По мнению медиааналитика Василия Гатова, работающего в Анненбергском исследовательском центре по проблемам массовых коммуникаций (США), сама природа нынешнего российского режима, который он называет "государством контрразведки", делает Кремль последовательным противником сколько-нибудь свободных средств массовой информации.

Василий Гатов
Василий Гатов

– Как вам кажется, у Кремля в сфере контроля за массмедиа есть какая-то конкретная цель, стратегия – или он, как во многих других областях, действует ad hoc, от случая к случаю, устраняя тех, кто неугоден в данный конкретный момент?

– Это довольно парадоксальная история, потому что есть все признаки существования стратегии, но одновременно нет реальных доказательств, что такая стратегия существует.
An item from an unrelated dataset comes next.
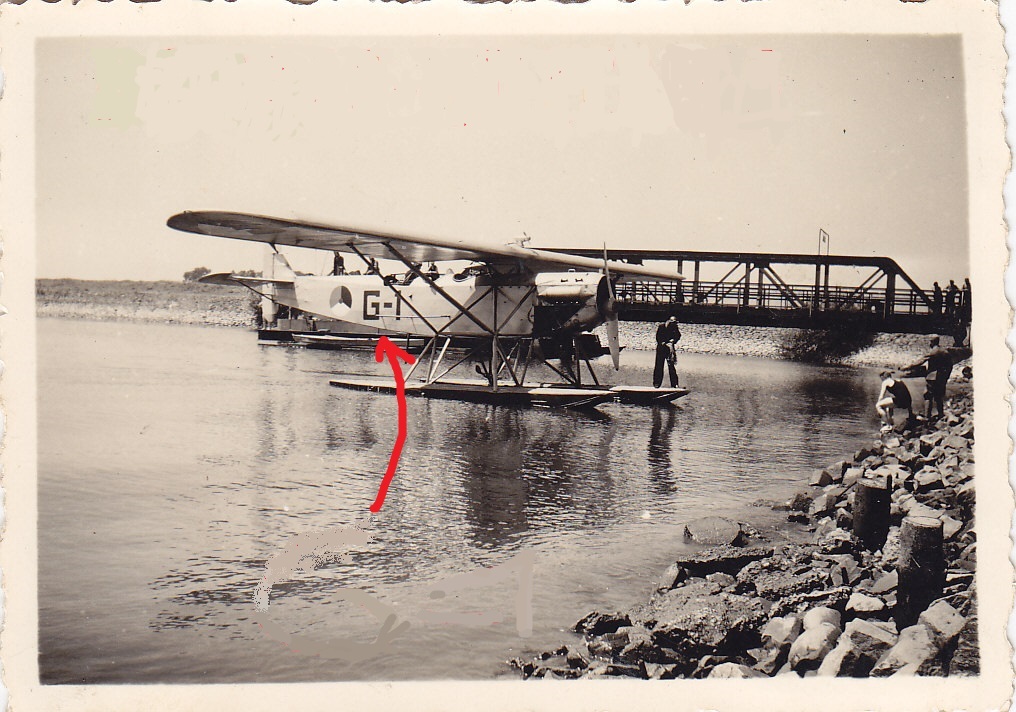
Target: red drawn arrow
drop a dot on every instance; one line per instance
(386, 348)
Начинаешь копаться и понимаешь, что мотивации при том или ином из, по счастливому выражению Филиппа Дзядко, "звеньев гребаной цепи" каждый раз свои. Так что возникает ощущение, что каждый раз ad hoc, но вместе с тем для этих действий характерна единая логика. Я не готов утверждать, что верна конспирологическая версия про "Редакцию номер шесть", которая стала неожиданно очень часто упоминаться в последнее время, но такое ощущение есть.
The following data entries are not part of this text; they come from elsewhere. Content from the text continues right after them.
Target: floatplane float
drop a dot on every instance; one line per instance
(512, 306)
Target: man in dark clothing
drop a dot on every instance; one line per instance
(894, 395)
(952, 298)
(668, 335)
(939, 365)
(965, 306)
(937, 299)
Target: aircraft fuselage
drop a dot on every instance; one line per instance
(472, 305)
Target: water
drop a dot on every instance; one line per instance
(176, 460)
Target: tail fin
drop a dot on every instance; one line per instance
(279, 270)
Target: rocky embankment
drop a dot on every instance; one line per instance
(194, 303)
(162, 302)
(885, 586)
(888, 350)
– Давайте напомним читателям про "Редакцию номер шесть", потому что наверняка не все помнят эту историю.

Așteptați

Nici o sursă media

0:00 0:12:51 0:00
Link direct

– В начале 2000 года, в ходе финального этапа избирательной кампании Владимира Путина, когда он в первый раз избирался президентом, в "Коммерсанте" была опубликована огромная записка, излагавшая положения по реформе администрации президента России. Предложения эти выглядели как идея построения государства, в котором номинально существуют демократические процессы, а фактически всем управляет новая администрация президента. В том, что касается журналистов, среди предложений было установление тотального контроля над деятельностью и финансовыми связями всех сотрудников СМИ, которые высказываются либо негативно, либо независимо о деятельности власти, Путина прежде всего. Предусматривалось разрушение, экономическое прежде всего, тех средств массовой информации, которые находятся в противостоянии с властью, и установление фактического контроля через собственность и через руководство над теми, которые уничтожить нельзя.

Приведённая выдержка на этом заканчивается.